Netflix「タイプロ」非ジャニファンも虜にする訳 「まるで一般企業の採用面接のよう」との声も
そんなtimeleszメンバーの審査員ぶりには、同じく幅広い視聴者層から支持を得た『虹プロ』『日プ』とも共通する“審査者・指導者としての求心力”を感じずにはいられない。ステージ上の明るく華やかな姿とはまた違う、オーディションでの様子がファン以外の視聴者をも引き込む魅力を放っている。
「現役メンバーによる審査」が絶大な効果を発揮
先ほども少し触れたように、『タイプロ』と他の人気オーディション番組との大きな違いは、「timeleszメンバー自身がオーディション審査員を務めている」ことだ。
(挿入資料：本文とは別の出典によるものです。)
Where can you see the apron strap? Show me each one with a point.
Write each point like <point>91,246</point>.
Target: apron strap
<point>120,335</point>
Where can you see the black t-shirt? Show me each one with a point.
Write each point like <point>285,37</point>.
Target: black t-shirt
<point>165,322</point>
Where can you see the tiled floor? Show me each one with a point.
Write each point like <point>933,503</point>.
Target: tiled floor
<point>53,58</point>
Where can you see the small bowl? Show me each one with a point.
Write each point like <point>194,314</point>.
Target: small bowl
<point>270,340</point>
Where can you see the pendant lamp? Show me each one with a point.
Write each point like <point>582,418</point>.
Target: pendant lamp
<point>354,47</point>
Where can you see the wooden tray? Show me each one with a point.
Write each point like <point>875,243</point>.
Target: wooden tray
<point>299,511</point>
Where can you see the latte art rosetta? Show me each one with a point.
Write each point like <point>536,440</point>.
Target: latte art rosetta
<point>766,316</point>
そしてこの違いこそが、『タイプロ』独自のおもしろさを生む一因にもなっている。
通常、オーディション番組を見たあとの視聴者心理としては「候補生の努力や成長の過程を知り、デビュー後もグループを応援したくなる」のが王道の流れである。『タイプロ』の場合は、ここにもう1つ加わって「現メンバーと現グループのマインドを知り、これからのtimeleszを応援したくなる」という効果も期待できる。これはアイドルたちが自ら審査員を務めるからこそ生まれた、オーディション番組の新しい楽しみ方である。
2つ目に記述した「現メンバーと現グループのマインド」がどんな内容を指すかというと、たとえばepisode02の2次審査では、こんな場面が印象的だった。
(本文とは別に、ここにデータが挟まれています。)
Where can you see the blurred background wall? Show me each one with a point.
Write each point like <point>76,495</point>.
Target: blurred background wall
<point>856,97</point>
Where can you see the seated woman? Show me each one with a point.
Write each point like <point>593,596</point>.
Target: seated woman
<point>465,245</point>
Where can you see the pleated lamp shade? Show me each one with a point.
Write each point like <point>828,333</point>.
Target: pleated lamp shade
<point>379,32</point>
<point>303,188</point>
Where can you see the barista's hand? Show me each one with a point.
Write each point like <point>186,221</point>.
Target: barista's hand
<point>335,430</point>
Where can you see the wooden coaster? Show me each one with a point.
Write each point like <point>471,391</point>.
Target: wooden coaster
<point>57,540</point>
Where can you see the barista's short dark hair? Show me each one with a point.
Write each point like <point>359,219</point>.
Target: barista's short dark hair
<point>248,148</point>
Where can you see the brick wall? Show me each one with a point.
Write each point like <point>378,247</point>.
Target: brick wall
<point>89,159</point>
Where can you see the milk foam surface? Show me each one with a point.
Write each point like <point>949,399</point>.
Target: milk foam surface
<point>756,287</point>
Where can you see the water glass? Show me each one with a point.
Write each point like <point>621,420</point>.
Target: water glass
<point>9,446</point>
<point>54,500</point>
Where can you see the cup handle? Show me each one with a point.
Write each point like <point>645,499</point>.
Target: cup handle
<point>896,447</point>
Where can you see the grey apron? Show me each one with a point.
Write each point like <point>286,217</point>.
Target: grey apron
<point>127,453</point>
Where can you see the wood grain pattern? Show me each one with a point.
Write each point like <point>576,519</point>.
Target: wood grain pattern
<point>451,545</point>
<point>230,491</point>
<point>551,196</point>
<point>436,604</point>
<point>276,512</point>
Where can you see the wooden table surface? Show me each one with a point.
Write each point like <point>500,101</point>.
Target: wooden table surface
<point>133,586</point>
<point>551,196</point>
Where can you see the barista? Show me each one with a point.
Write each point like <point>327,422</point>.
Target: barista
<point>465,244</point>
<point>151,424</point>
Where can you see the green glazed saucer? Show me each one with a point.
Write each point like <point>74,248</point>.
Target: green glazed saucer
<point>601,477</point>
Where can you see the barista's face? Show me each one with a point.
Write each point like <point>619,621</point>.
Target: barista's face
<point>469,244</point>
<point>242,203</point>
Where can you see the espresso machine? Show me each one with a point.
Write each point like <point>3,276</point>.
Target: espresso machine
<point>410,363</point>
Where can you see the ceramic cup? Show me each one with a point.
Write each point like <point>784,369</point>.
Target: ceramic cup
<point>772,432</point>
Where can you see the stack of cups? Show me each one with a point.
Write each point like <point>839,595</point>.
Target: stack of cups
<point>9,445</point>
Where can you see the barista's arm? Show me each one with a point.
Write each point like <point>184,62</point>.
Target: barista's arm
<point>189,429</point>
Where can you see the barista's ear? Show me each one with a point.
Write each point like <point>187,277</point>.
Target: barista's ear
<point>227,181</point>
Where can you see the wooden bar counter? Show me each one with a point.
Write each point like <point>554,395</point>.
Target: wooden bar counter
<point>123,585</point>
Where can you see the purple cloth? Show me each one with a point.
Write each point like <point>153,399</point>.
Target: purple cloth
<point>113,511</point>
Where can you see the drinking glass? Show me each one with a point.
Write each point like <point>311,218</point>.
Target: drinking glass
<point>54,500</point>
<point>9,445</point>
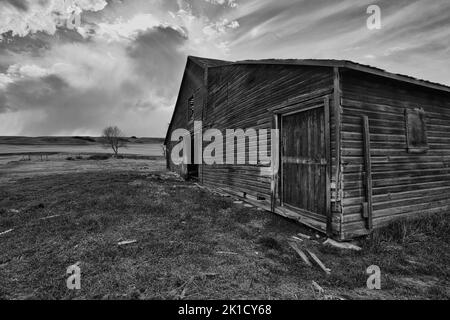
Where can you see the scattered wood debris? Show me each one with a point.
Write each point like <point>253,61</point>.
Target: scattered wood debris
<point>225,252</point>
<point>5,232</point>
<point>122,243</point>
<point>296,238</point>
<point>53,216</point>
<point>304,236</point>
<point>317,287</point>
<point>342,245</point>
<point>300,253</point>
<point>319,263</point>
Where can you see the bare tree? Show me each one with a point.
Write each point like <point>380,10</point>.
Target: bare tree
<point>114,138</point>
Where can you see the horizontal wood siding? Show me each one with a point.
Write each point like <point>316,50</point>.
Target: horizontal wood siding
<point>404,184</point>
<point>238,98</point>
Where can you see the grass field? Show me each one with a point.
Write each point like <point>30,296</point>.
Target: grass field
<point>190,244</point>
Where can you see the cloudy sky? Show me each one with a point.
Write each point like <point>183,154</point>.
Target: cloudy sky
<point>123,64</point>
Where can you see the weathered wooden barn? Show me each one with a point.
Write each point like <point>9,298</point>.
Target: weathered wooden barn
<point>360,146</point>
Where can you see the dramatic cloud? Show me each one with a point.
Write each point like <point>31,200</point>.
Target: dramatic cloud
<point>23,17</point>
<point>123,64</point>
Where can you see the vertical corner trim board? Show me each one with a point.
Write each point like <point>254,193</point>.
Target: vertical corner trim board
<point>367,205</point>
<point>328,168</point>
<point>338,123</point>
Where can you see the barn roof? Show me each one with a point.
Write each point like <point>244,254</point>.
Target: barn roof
<point>212,63</point>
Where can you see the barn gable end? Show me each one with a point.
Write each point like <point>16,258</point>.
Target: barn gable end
<point>350,165</point>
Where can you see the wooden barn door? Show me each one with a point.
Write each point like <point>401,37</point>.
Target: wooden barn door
<point>305,154</point>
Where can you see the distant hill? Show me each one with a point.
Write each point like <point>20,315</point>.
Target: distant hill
<point>75,140</point>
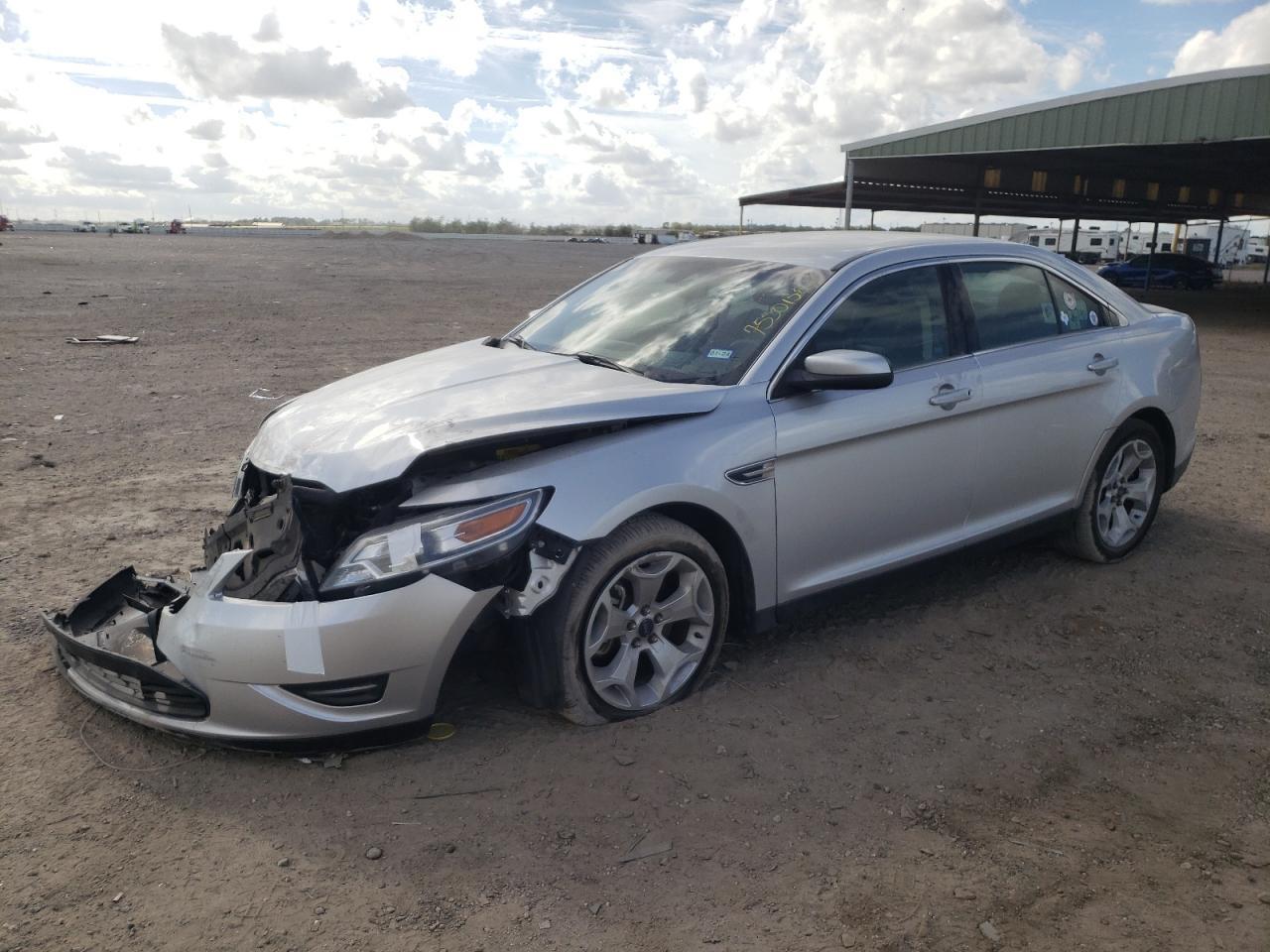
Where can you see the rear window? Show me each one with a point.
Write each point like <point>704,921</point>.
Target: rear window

審査中の質疑応答で、メンバーの佐藤勝利から応募理由を聞かれた候補生がいた。彼は、「僕とtimeleszの皆さん、そしてsecondz(timeleszのファンの名称)の皆さん、全員がまだ掴めていない“本物の景色”を掴みにきました」と回答。
これに対して菊池が、あなたがメンバーに加わることで見える“本物の景色”と、自分たちがこれまで見てきた景色の違いはなにかについていくつか質問を重ねると、候補生は徐々に答えに窮する。
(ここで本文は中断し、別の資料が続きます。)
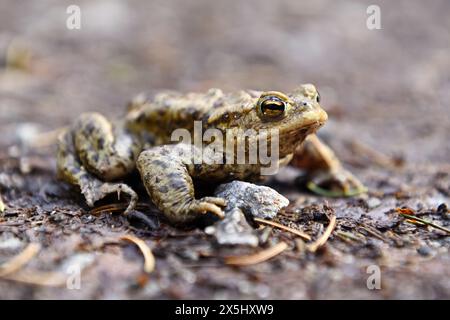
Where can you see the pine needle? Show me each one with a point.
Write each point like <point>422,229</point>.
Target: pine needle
<point>117,207</point>
<point>283,227</point>
<point>324,237</point>
<point>258,257</point>
<point>149,259</point>
<point>40,278</point>
<point>429,223</point>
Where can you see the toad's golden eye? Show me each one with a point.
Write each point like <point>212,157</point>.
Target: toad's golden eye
<point>271,107</point>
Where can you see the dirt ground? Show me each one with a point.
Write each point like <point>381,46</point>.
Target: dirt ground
<point>387,93</point>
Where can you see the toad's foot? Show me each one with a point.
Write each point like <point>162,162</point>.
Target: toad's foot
<point>209,205</point>
<point>95,190</point>
<point>335,183</point>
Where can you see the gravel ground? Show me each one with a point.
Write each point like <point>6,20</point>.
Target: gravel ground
<point>387,93</point>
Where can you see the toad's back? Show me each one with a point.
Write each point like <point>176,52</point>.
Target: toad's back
<point>169,111</point>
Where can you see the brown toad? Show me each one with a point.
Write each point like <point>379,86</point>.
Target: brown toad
<point>96,154</point>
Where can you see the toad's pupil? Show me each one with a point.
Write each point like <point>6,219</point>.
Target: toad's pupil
<point>272,107</point>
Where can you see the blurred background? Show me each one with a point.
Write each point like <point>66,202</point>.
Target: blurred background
<point>387,93</point>
<point>388,88</point>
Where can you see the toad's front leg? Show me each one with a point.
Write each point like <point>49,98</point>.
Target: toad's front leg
<point>167,173</point>
<point>93,154</point>
<point>325,172</point>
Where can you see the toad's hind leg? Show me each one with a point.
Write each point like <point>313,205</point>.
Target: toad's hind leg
<point>167,175</point>
<point>90,153</point>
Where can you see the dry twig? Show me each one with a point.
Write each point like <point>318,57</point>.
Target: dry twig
<point>149,259</point>
<point>283,227</point>
<point>429,223</point>
<point>324,237</point>
<point>257,257</point>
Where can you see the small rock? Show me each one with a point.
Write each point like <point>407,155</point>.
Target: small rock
<point>259,201</point>
<point>373,202</point>
<point>234,230</point>
<point>244,198</point>
<point>425,251</point>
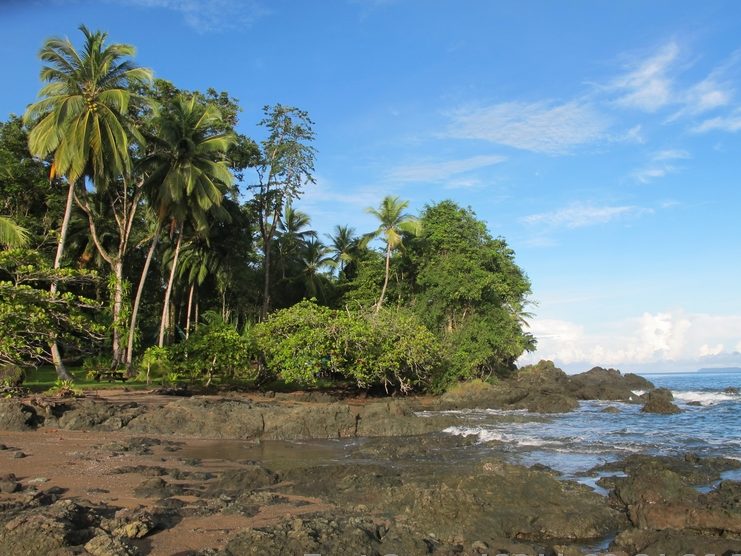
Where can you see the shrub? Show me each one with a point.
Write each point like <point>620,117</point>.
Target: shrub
<point>298,342</point>
<point>215,350</point>
<point>11,375</point>
<point>390,349</point>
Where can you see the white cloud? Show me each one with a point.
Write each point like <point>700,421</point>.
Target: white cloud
<point>439,171</point>
<point>207,15</point>
<point>730,123</point>
<point>648,86</point>
<point>660,164</point>
<point>540,127</point>
<point>672,340</point>
<point>580,215</point>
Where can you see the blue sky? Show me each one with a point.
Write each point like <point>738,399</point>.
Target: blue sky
<point>600,138</point>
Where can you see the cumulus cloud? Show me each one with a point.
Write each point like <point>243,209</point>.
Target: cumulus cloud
<point>580,215</point>
<point>672,340</point>
<point>541,127</point>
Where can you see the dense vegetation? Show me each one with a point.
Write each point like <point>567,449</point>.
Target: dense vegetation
<point>138,226</point>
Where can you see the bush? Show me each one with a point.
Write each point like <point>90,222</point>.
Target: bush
<point>155,363</point>
<point>11,375</point>
<point>307,342</point>
<point>215,350</point>
<point>298,342</point>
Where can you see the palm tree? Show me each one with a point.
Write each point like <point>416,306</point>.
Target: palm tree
<point>344,245</point>
<point>187,176</point>
<point>11,234</point>
<point>293,232</point>
<point>393,223</point>
<point>80,119</point>
<point>314,257</point>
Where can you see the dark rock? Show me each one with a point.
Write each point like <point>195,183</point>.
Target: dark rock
<point>237,481</point>
<point>670,541</point>
<point>606,384</point>
<point>107,545</point>
<point>660,493</point>
<point>93,415</point>
<point>660,401</point>
<point>223,418</point>
<point>11,375</point>
<point>157,487</point>
<point>16,416</point>
<point>46,529</point>
<point>538,388</point>
<point>9,483</point>
<point>492,500</point>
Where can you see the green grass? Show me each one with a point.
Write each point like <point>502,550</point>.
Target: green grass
<point>43,378</point>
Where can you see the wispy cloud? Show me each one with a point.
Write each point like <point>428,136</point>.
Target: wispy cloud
<point>730,123</point>
<point>662,163</point>
<point>206,16</point>
<point>581,215</point>
<point>648,85</point>
<point>440,171</point>
<point>541,127</point>
<point>671,340</point>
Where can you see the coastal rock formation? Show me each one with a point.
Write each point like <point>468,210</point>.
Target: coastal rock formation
<point>667,512</point>
<point>660,401</point>
<point>487,501</point>
<point>544,388</point>
<point>16,416</point>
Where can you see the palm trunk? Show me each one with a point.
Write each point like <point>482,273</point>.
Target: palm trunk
<point>190,309</point>
<point>266,285</point>
<point>117,307</point>
<point>168,291</point>
<point>137,299</point>
<point>56,356</point>
<point>386,278</point>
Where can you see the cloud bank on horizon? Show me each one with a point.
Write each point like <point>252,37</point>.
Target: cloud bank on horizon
<point>671,341</point>
<point>607,160</point>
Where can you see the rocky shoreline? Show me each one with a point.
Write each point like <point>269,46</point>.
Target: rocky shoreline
<point>117,475</point>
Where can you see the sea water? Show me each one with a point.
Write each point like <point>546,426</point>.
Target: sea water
<point>575,442</point>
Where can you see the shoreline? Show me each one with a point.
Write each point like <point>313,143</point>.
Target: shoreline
<point>146,474</point>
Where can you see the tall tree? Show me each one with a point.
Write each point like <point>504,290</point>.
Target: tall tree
<point>187,173</point>
<point>314,257</point>
<point>344,245</point>
<point>11,234</point>
<point>286,166</point>
<point>393,223</point>
<point>293,233</point>
<point>80,119</point>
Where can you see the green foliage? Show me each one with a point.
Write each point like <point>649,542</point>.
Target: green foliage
<point>308,342</point>
<point>11,375</point>
<point>215,350</point>
<point>64,389</point>
<point>297,342</point>
<point>155,362</point>
<point>469,290</point>
<point>31,316</point>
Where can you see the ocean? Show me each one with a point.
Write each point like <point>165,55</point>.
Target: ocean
<point>572,443</point>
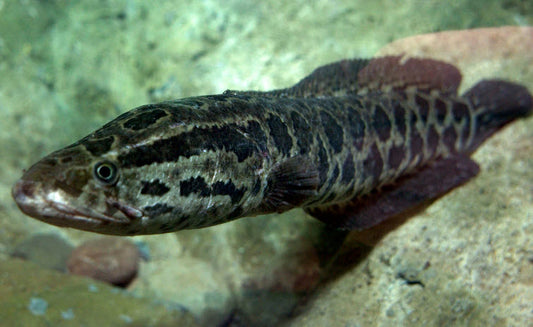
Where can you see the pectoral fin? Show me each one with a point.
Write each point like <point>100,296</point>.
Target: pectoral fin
<point>406,193</point>
<point>290,183</point>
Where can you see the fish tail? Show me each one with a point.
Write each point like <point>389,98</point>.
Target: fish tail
<point>497,103</point>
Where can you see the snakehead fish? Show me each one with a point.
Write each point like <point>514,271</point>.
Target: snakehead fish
<point>354,143</point>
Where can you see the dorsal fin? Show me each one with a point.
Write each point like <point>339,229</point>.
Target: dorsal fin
<point>395,73</point>
<point>383,74</point>
<point>335,79</point>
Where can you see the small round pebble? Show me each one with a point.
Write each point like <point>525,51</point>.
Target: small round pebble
<point>109,259</point>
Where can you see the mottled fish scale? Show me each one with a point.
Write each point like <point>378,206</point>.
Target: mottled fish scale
<point>353,143</point>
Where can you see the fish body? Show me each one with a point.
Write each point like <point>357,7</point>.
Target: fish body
<point>353,143</point>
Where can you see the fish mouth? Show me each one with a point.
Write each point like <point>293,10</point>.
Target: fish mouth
<point>53,208</point>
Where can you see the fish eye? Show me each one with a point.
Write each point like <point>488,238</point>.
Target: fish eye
<point>106,172</point>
菊池は、一連のやりとりで伝えたかったのは候補生の“言葉選び”であると告げ、「〇〇くん(候補生)と見る景色が“本物の景色”だとしたら、これまで見てきた景色はなんだったんだろうっていうのが、僕らだけじゃなくファンにもそういう気持ちにさせてしまう」「言葉1つが命取りになるってことを覚えておいてほしい」と諭した。
この場面からは、菊池やtimeleszの仕事に対する考え方や姿勢、プロフェッショナルとしてのアイドル像が、彼らをよく知らない視聴者にもクリアに伝わってくる。
また、候補生に対して抱いた印象を、濁さず直接本人に伝えるスタンスも、timeleszの誠実さを表していると感じた。先ほどの菊池のコメントを借りるならば、「言葉1つが命取り」な芸能人である以上、波風を立てずに言葉を呑み込むほうが安全という考え方もできるだからだ。